While too early to assess the permanent effects of demonetisation, the survey said the weighted average price of real estate in eight major cities, already on a declining trend, fell further after November 8, 2016. “An equilibrium reduction in real estate prices is desirable as it will lead to affordable housing for the middle class, and facilitate labour mobility across India currently impeded by high and unaffordable rents,” it said.
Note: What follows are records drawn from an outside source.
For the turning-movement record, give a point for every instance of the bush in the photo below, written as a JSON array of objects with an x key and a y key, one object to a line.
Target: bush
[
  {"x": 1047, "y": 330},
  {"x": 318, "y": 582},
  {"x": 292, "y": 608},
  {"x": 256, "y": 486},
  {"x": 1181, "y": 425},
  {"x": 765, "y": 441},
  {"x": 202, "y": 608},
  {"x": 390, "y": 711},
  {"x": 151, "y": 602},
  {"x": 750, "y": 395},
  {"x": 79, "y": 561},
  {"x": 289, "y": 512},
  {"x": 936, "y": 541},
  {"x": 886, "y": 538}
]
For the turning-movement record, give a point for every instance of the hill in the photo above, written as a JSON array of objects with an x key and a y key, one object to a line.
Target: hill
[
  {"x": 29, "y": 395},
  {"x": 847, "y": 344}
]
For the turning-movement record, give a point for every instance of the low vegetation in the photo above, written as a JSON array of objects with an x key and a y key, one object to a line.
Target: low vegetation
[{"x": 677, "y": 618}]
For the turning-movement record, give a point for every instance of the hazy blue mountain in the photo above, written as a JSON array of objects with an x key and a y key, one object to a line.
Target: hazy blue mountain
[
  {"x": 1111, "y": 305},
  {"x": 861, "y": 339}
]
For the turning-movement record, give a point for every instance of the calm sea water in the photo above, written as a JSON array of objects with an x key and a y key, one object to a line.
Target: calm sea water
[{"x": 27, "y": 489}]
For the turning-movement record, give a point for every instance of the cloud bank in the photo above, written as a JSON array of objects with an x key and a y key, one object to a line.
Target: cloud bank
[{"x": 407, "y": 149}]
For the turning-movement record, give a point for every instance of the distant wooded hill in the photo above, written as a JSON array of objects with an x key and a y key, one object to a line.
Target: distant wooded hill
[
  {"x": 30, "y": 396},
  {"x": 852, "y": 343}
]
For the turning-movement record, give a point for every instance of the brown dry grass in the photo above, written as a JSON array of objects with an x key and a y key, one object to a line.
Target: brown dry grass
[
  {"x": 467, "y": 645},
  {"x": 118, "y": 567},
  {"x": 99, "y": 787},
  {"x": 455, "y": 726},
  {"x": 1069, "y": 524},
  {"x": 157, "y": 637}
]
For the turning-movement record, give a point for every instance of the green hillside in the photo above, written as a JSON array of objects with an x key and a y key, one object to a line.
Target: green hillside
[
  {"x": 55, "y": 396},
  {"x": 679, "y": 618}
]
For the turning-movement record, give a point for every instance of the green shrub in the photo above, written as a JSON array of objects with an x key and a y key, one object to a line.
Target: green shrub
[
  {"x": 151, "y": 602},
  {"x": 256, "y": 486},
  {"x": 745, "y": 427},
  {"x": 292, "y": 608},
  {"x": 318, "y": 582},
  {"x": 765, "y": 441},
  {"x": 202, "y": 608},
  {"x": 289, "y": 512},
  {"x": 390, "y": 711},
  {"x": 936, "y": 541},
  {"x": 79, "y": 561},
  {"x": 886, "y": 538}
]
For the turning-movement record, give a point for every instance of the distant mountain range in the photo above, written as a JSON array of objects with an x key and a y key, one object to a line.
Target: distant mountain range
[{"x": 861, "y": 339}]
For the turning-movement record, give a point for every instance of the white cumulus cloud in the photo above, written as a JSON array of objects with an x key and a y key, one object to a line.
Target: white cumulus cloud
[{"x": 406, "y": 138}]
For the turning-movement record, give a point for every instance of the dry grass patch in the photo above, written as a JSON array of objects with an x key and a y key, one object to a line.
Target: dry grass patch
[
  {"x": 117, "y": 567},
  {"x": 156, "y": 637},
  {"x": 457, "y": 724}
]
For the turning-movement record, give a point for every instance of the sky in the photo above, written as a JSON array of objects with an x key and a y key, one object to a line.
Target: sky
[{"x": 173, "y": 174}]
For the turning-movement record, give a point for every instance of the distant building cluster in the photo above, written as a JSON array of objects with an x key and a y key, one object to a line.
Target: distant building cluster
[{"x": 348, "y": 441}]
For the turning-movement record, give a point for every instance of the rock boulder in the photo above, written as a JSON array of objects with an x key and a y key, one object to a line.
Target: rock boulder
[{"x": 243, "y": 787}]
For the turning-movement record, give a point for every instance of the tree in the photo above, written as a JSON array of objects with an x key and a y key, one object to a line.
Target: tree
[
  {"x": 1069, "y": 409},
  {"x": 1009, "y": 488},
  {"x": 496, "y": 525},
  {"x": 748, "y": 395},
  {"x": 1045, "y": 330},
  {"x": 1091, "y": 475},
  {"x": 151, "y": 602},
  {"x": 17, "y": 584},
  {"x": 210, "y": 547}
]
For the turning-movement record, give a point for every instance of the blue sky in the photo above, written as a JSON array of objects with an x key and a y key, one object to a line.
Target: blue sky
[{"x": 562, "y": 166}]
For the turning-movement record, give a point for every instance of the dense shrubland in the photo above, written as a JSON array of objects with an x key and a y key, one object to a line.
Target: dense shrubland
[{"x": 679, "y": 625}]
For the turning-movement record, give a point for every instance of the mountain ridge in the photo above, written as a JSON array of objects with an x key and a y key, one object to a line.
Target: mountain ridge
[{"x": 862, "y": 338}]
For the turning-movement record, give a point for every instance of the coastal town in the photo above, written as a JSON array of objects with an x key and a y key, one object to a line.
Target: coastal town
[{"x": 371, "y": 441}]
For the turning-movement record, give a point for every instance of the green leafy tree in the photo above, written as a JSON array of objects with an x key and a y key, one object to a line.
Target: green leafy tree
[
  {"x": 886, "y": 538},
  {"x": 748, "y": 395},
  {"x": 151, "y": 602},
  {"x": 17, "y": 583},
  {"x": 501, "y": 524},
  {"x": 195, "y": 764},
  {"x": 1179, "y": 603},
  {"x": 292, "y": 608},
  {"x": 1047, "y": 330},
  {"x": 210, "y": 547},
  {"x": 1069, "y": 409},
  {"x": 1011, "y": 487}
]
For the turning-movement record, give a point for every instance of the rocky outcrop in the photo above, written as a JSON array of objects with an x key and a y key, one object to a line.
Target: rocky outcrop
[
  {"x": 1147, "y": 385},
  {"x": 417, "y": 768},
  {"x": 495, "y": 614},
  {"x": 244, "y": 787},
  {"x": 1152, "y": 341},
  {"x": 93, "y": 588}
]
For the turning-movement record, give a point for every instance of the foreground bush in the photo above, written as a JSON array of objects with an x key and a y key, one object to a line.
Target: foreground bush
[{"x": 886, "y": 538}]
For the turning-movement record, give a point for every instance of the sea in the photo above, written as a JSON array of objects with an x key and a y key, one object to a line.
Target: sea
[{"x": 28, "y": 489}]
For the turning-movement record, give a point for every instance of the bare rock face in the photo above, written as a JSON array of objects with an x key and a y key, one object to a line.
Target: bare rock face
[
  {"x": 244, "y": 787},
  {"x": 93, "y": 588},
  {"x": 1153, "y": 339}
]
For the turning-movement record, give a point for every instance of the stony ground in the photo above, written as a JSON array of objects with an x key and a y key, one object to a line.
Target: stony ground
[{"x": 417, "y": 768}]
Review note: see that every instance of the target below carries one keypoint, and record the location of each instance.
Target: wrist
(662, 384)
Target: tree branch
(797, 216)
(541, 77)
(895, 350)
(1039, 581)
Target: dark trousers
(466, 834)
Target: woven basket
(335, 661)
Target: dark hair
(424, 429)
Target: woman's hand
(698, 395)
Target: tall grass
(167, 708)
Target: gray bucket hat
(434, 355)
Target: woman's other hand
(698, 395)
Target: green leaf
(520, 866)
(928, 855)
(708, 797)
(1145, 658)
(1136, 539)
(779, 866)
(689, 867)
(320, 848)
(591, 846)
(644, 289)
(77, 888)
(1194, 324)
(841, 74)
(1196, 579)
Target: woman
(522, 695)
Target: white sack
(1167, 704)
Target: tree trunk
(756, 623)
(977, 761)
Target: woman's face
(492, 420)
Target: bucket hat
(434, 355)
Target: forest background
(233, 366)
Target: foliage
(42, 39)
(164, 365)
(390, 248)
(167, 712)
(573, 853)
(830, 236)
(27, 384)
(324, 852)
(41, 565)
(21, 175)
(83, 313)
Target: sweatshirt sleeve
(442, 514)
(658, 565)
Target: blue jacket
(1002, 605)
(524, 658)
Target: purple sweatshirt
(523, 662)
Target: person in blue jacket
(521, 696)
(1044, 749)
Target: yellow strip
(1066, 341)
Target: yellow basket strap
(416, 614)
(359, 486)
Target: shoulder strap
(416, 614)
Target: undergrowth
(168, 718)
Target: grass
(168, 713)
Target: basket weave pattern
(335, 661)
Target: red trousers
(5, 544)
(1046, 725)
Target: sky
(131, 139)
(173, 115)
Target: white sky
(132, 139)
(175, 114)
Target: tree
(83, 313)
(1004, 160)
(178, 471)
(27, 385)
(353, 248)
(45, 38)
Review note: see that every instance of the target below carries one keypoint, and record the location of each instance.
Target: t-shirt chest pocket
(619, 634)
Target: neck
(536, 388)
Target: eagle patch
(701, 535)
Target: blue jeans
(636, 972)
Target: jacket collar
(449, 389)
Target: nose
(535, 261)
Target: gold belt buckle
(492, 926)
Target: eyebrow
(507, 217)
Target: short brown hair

Commenting on the survey, real estate experts said that cash transactions in the real estate market are expected to come down further following demonetisation. “The economic survey pegs economic growth at 6.75% to 7.5% in 2017-18, which we believe is still a good growth rate. We agree that demonetisation will have long-term benefits, especially for the real estate which sees a lot of cash transactions, especially in the resale market. We believe that over a period of time, cash transactions in the real estate sector will reduce. This will make the industry more transparent and will help the sector in attracting foreign investment. We are also glad that the survey recognises the potential of property tax as a source to generate additional revenue at city level,” says Sachin Sandhir, global managing director – Emerging Business, RICS.

Experts also said that real estate prices have corrected by 10% to 15% after demonetisation and are likely to correct by 5% to 7% after newly enforced Benami Transactions Act, which attracts a heavy penalty and rigorous jail term of a maximum seven years, are put in place.

“Going forward the government will have to compensate for reduction in property prices by pushing demand for affordable housing through reduced interest subvention schemes and tax waivers for homebuyers and providing incentives to developers for constructing affordable housing stock to meet the Affordable Housing for All target by 2022,” says Ravi Ahuja of Colliers India.